O debate que se seguiu a esse relatório concentrou-se em saber se ainda é realista a meta do Acordo de Paris em manter a elevação da temperatura média global bem abaixo dos 2°C acima dos níveis pré-industriais e, ao mesmo tempo, empreender esforços para limitar esse aumento em até 1,5°C. Infelizmente, o relatório projeta que as atuais políticas climáticas tornam o aumento de 2°C extremamente provável neste século e que poderemos até alcançar a barreira dos 3°C até o ano de 2100. Não podemos ficar parados e permitir que este cenário ocorra.

Esse relatório ressalta o fato de que ingressamos em uma era na qual nossas perspectivas não podem mais ser quantificadas de forma conveniente, reconhecendo avanços incrementais de 0,5°C. Nesse momento, qualquer fração de grau de aquecimento que possamos evitar contribuirá para um futuro menos perigoso e caro. A boa notícia é que sabemos o que precisamos fazer e o mundo está começando a investir na natureza, a fazer a transição para fontes de energia renováveis, a inovar em todos os setores da indústria e a reconhecer cada vez mais a importância do conhecimento dos Povos Indígenas. Porém, precisamos de mais ação e com maior rapidez.

O preenchimento da lacuna entre a ambição prevista no Acordo de Paris e a real implementação de soluções climáticas exigirá novas políticas e programas em maior escala, além da garantia de mais fluxos de financiamento público e privado para a ação climática – custos de curto prazo que são insignificantes diante dos benefícios de longo prazo.

É fácil perder a esperança quando um relatório após o outro ressalta essas consequências catastróficas, entretanto, vejo que é possível alcançar um futuro melhor.
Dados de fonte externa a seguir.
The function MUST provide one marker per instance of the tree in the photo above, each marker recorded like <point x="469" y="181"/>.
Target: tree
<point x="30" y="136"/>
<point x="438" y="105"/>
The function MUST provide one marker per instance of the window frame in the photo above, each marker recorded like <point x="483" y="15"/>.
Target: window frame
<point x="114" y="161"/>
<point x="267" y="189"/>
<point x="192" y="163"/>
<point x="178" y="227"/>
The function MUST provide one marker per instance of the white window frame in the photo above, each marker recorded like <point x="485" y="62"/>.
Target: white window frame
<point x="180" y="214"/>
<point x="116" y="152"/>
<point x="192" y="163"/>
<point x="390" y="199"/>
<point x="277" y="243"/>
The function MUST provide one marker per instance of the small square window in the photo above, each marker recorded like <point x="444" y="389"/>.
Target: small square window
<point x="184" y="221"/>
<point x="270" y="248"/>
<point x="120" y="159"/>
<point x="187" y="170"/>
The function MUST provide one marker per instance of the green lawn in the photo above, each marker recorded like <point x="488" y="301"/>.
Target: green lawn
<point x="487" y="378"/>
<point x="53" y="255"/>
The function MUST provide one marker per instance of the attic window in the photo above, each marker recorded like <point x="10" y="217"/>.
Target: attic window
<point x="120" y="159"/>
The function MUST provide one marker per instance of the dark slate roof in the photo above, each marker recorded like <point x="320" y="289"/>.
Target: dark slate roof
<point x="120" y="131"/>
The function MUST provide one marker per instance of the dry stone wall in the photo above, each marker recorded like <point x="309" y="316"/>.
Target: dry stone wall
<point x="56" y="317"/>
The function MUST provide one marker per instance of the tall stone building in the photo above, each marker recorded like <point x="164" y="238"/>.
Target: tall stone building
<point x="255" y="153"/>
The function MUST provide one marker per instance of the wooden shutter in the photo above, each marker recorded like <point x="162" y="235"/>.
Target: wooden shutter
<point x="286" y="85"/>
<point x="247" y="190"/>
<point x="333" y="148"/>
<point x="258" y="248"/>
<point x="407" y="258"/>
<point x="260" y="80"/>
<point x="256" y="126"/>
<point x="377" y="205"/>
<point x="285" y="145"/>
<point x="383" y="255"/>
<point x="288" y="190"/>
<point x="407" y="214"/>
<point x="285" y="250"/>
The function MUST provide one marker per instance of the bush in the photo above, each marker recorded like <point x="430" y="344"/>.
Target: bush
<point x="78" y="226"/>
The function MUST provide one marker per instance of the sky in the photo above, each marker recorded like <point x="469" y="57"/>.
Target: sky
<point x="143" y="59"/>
Há indicadores que nos animam: nos últimos dez anos, o custo dos recursos renováveis despencou, ao passo que sua eficiência aumentou significativamente e a conscientização e valorização do potencial de contribuição da natureza para o clima vêm crescendo continuamente.

Podemos aproveitar este momento de cinco maneiras: 1)  Elevando novas vozes que atualmente não participam da tomada de decisão e assegurando que as soluções climáticas sejam igualitárias, justas e inclusivas; 2)  Descarbonizando rapidamente os setores de energia e transporte; 3) Acelerando a redução dos gases do efeito estufa que já existem na atmosfera por meio da proteção das florestas,  da restauração e de outras soluções climáticas naturais, incluindo recuperação de manguezais e a agricultura regenerativa em ampla escala; 4) Intensificando urgentemente os esforços de adaptação, equipando nossos sistemas, comunidades e infraestrutura com a durabilidade necessária para um futuro imprevisível; e 5) Aproveitando a nova Convenção das Nações Unidas sobre Diversidade Biológica e o recente Tratado do Alto-Mar para combater a perda de biodiversidade e continuar  a desenvolver e inserir no mercado mecanismos de financiamento inovadores, capazes de atrair o investimento necessário para intensificar esses esforços.
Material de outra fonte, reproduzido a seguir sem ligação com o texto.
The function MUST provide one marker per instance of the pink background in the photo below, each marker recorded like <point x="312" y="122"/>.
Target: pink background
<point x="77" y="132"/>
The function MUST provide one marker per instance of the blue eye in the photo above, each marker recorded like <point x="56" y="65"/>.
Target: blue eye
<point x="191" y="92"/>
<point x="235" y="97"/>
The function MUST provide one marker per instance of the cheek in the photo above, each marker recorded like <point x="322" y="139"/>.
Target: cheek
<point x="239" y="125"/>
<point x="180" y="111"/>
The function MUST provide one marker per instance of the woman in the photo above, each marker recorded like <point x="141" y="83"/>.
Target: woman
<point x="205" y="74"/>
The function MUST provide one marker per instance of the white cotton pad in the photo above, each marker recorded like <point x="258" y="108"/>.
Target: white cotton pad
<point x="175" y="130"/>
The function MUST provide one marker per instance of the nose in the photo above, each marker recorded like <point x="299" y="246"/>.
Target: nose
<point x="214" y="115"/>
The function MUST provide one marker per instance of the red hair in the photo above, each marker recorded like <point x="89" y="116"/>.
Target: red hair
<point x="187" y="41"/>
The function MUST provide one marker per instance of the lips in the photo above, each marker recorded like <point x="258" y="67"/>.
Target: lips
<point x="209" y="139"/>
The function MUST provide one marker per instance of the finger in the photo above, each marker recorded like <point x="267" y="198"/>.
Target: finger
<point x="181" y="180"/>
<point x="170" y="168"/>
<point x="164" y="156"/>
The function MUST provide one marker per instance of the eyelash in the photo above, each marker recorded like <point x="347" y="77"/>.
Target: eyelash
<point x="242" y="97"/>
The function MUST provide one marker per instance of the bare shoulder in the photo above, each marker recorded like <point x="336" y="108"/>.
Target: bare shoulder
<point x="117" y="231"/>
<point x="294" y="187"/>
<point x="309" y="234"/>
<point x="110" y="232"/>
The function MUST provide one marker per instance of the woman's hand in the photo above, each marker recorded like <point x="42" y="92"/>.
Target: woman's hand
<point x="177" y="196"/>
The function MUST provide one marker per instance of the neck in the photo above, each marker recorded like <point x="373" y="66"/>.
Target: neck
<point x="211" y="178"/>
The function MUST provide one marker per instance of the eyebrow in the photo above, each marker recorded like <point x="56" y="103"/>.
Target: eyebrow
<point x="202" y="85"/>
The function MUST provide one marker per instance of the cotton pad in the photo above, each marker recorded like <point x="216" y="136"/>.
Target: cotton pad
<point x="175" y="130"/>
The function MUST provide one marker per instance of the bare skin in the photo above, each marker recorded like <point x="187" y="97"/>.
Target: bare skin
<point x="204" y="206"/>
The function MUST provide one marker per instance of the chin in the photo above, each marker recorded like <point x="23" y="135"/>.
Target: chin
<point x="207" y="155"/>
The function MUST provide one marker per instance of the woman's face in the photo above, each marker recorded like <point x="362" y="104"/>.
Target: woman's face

A mudança climática não é uma escolha na qual os seres humanos ainda controlam o botão de liga/desliga. Décadas de inação e desinformação diante das evidências científicas deixaram o botão fixado na posição ativada e qualquer prevaricação terá consequências.

Não é hora para falso otimismo, nem podemos permitir que o fatalismo protele nosso progresso na ação climática global. É essencial que busquemos a adaptação e a mitigação com igual vigor, particularmente para as populações de renda mais baixa e economias em desenvolvimento, grupos que frequentemente são os mais expostos aos impactos provocados pelo clima, apesar de terem sido aqueles que menos contribuíram para os problemas que estão enfrentando.

No momento em que nos encontramos à beira de uma mudança potencialmente irreversível, este relatório ressalta a importância vital de acelerar nossos esforços relacionados ao clima enquanto ainda há tempo.